Of the 103 patients SBP was diagnosed in 20 patients, 83 patients were negative for SBP by manual cell count. The sensitivity and specificity of the LE test for detecting neutrocytic SBP taking grade 2 as cut off were 95% and 96.4% respectively, with a positive predictive value of 86.4% and a negative predictive value of 98.8%. Diagnostic accuracy of LE test was 96.1%.
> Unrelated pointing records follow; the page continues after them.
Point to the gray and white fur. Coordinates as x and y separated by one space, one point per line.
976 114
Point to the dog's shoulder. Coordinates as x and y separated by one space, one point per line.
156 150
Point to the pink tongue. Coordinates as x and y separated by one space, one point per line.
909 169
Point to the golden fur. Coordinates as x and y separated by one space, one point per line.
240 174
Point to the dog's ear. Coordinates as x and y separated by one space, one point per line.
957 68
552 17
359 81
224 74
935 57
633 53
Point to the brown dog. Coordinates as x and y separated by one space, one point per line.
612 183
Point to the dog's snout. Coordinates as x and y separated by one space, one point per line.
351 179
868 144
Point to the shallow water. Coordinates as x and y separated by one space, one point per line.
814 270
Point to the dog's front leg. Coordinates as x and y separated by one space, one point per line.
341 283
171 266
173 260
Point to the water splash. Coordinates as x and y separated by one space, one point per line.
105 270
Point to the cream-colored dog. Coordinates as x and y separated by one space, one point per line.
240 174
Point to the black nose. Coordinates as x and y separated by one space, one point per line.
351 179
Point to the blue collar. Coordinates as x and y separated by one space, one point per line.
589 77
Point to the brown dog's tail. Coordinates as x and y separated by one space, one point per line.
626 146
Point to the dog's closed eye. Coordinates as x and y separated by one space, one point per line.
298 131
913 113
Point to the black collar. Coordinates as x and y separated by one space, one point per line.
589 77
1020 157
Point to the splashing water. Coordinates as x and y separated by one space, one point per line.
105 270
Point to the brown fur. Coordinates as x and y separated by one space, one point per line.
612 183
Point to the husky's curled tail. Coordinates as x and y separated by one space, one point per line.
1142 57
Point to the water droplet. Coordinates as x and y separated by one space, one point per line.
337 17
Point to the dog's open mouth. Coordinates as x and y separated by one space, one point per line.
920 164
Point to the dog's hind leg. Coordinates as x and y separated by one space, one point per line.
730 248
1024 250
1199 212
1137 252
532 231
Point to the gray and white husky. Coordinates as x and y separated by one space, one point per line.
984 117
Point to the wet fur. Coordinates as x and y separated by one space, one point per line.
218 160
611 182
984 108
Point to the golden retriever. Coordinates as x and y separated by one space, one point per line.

There was a good correlation between the reagent strip result and PMNL count. The LE strip test is based on the esterase activity of activated granulocytes which reacts with an ester-releasing hydroxyphenylpyrrole causing a colour change in the azo dye of reagent strip. It is a very sensitive and specific method for the prompt detection of elevated PMNL count, and represents a convenient, inexpensive, simple, and bedside method for diagnosis of SBP. A negative LE test result excludes SBP with a high degree of certainty.
自发性细菌性腹膜炎(SBP)需要快速诊断以便开始使用抗生素。其诊断通常基于对腹水(AF)的人工检查,报告时间较长。当腹水多形核白细胞(PMNL)浓度≥250个细胞/mm³时,诊断为AF感染。
评估白细胞酯酶(LE)试剂条在接受腹腔穿刺术患者中快速诊断SBP的诊断效用,并计算敏感性、特异性、阳性和阴性预测值。
对103例腹水患者进行研究。将通过Multistix 10 SG试剂条比色法测定的AF细胞计数与计数室法进行比较(PMNL计数≥250个细胞/mm³被视为阳性)。
103例患者中,20例被诊断为SBP,83例通过人工细胞计数SBP为阴性。以2级为临界值,LE检测中性粒细胞性SBP的敏感性和特异性分别为95%和96.4%,阳性预测值为86.4%,阴性预测值为98.8%。LE检测的诊断准确性为96.1%。
试剂条结果与PMNL计数之间存在良好的相关性。LE试纸条检测基于活化粒细胞的酯酶活性,其与释放酯的羟基苯基吡咯反应,导致试纸条偶氮染料颜色变化。这是一种非常敏感和特异的方法,可迅速检测PMNL计数升高,是一种方便、廉价、简单的床边诊断SBP的方法。LE检测结果为阴性可高度确定排除SBP。